La vida me ha dado todo lo que pedía, aunque a veces pienso que hubiera sido de mí si no hubiera entrado al seminario y seguido el camino de Dios a los diecisiete años. Muchas veces pienso en ello. ¿A que me dedicaría? ¿Quizá a la enseñanza? No lo sé. En ese preciso instante llamaron a la puerta. Tres golpes secos resonaron en toda la habitación dejando de lado mis pensamientos por un instante.

– Adelante – dije, teniendo la certeza de quien aparecería detrás de la gran puerta de madera de roble de mi estancia.

– Buenas Noches su Santidad- dijo mi mayordomo personal mientras hacía una reverencia.

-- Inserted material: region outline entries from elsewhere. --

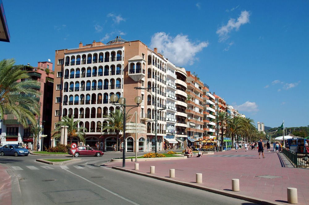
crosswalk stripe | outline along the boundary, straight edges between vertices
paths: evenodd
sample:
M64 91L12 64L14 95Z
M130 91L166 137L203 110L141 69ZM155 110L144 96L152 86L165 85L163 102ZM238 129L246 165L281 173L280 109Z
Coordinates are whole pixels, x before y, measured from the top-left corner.
M68 167L68 166L66 165L60 165L60 167L62 169L69 169L69 167Z
M44 169L54 169L53 167L51 167L49 166L40 166L41 167L42 167Z
M14 169L14 170L23 170L20 167L17 167L17 166L16 166L16 167L12 167L12 168L13 168L13 169Z
M32 170L36 170L39 169L34 166L26 166L26 167Z
M84 168L81 166L73 166L74 167L77 169L83 169Z
M93 167L93 166L87 166L87 167L88 167L90 169L97 169L98 167Z

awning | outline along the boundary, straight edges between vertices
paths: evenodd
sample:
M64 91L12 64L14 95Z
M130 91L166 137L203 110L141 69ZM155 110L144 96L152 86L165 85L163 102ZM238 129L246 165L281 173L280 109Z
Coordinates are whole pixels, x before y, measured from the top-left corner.
M164 138L166 141L167 141L169 143L178 143L178 142L176 141L174 139L169 139L168 138Z
M193 138L188 138L188 141L191 142L194 142L195 141L195 140Z

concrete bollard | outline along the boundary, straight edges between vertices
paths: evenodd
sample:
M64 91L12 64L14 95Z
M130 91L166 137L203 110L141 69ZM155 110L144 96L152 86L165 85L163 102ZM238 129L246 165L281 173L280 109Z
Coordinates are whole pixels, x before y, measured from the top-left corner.
M239 191L239 179L232 179L232 191Z
M297 203L297 189L296 188L288 187L287 188L288 194L288 203Z
M171 178L175 178L175 169L170 169L170 177Z
M202 183L202 174L201 173L197 173L196 175L196 182L198 183Z
M154 174L154 166L150 166L150 174Z

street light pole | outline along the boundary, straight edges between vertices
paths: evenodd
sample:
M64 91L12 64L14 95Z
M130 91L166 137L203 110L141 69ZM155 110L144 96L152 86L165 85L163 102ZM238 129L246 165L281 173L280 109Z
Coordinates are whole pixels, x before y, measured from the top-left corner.
M132 109L139 107L139 104L142 102L142 97L139 96L136 97L134 98L134 101L137 105L127 105L125 104L125 98L121 98L119 99L118 101L118 96L117 95L114 94L111 96L111 101L113 103L112 103L112 104L122 108L123 112L122 115L123 117L123 147L122 147L122 167L125 167L125 124L127 119L127 114L125 113L125 107L132 107L128 111L128 113L129 111ZM117 101L118 101L119 104L117 104L115 103ZM136 148L135 147L136 149Z

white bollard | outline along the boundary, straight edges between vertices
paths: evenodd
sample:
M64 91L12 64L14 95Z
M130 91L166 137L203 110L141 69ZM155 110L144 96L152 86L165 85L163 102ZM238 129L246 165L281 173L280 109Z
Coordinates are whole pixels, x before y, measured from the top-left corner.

Era Alfred, un fiel ayudante al que conocía desde hacía años. – Le traigo el programa para mañana. ¿Desea algo más?

-No, gracias Alfred. Eso es todo. Que descanses bien.

– Pues si no desea nada más, que pase usted buena noche su Santidad. Si desea cualquier otra cosa no dude en pedírmelo.

– Gracias de nuevo, pero no será necesario. Hasta mañana.

Alfred salió de mis aposentos, y allí volvimos a quedarnos a solas mis pensamientos y yo. Me quité el hábito, el anillo del pescador, los zapatos, y me puse el pijama, dispuesto a meterme en la cama a leer un poco antes de dormir. Antes, me lavé los dientes y recé mis oraciones dando las gracias a Dios por todos los días de mi vida. A pesar de mi devoción y compromiso con nuestro Señor Jesucristo, y de todo el amor que he sentido hacia él, y viceversa, durante todos estos años, la historia de mi vida empezó a rebobinar en mi cabeza, parando cuando tenía doce años. Esa etapa la recuerdo como una de las más felices de mi existencia.

Han pasado muchos años, y muchas cosas no serían como lo son ahora si los acontecimientos hubieran sido otros. Quizá, yo no sería Papa, y muy posiblemente no pertenecería ni al clero. En cualquier caso, empecemos por el principio.

BARRIO DE SAN JOSÉ DE FLORES, BUENOS AIRES, AÑO1948.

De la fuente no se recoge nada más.